***
О линзу пальцы я обжёг
И желтый упадёт платок
На беспробудный бережок.
Умрёшь за несколько минут.
Мосты на острове растут.
Трепещет над дворцом лоскут.
Мы жили на большой звезде.
Пускали лотосы в воде.
Такого больше нет нигде.
Погасло светлое число.
Забыли зимнее тепло
И розы ветром унесло.
***
И угол отражён дитя
Сквозь фрагментарный сад фиалок.
И плещут воды до локтя
И оттого светло в провалах.
Четыре станции умру.
Прекрасны комнаты и тени.
Я помню детскую игру,
Что разбивала на ветру
Ладони улицы осенней.
***
Обида — как пропавшая птица –
Не знает и не молчит
О том, что яркие церемонии
Повторяют или забвение или идеал
Спокойные боги собирают лотосы на океанских дорогах.
***
Структура сна
Создаёт мерцание башен.
Смерть похожа на влюблённые воздушные корабли.
Там, на серой площадке, ветер, руины, животные.

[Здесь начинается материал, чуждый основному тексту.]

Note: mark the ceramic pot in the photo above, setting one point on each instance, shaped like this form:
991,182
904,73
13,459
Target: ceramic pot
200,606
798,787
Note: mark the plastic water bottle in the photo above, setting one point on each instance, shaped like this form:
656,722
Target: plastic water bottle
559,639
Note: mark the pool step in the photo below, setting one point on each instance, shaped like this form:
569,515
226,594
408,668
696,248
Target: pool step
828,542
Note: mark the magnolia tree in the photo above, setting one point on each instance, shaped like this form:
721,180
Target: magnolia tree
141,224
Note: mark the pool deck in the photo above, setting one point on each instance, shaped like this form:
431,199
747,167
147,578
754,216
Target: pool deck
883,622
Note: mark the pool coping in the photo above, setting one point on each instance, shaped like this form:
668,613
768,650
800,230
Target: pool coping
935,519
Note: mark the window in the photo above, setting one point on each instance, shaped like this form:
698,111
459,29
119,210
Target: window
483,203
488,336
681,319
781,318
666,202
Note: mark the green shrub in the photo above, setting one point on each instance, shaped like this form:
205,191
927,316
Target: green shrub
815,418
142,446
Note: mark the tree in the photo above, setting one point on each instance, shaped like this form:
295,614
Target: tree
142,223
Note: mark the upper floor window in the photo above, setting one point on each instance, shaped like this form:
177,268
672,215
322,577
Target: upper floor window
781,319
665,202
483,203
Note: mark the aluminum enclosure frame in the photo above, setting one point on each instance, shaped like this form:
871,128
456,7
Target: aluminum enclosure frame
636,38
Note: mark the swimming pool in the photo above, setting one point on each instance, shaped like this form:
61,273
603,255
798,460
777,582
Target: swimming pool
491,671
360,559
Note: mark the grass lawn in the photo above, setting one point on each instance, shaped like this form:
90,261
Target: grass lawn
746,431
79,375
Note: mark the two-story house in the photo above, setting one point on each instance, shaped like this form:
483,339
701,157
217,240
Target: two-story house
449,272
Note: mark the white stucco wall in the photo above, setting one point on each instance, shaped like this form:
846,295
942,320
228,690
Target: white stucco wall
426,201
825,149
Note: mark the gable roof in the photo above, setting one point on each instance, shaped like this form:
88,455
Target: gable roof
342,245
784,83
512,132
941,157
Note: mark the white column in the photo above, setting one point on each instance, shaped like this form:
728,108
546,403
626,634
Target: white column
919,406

В мутные окна на безупречном фоне
Внезапно увидишь
Синие сердца империи обречённых.
Дальнее пространство покрыто деревом и арматурой.
Вблизи игрушки, бинты.
Миновав лестницу, мы оказались в саду.
***
Станция на руинах апрельского леса.
Иероглиф, назвавший по имени И.
Пригород, где мертвые
Играют в цветочное лассо.
Мотылёк, летящий над поездом
Мимо деревьев.
Пастухи, рассказавшие время прекрасных картин.
Прозрачные быки у гибельного водопоя.
***
Трилистник цвёл, а я был человек.
Перед окном цветок и оберег
Влекли лицо сквозь сад местоимений.
Я там кусал кристаллы молока.
Но матери снега сестры осенней –
Диспансер сам и небо с ноготка.
Катамаран привязан и провал.
Блестит река, где Пушкин возлежал.
Я это вижу пеплом как пейзажем.
Древесный дым: умрём и не расскажем.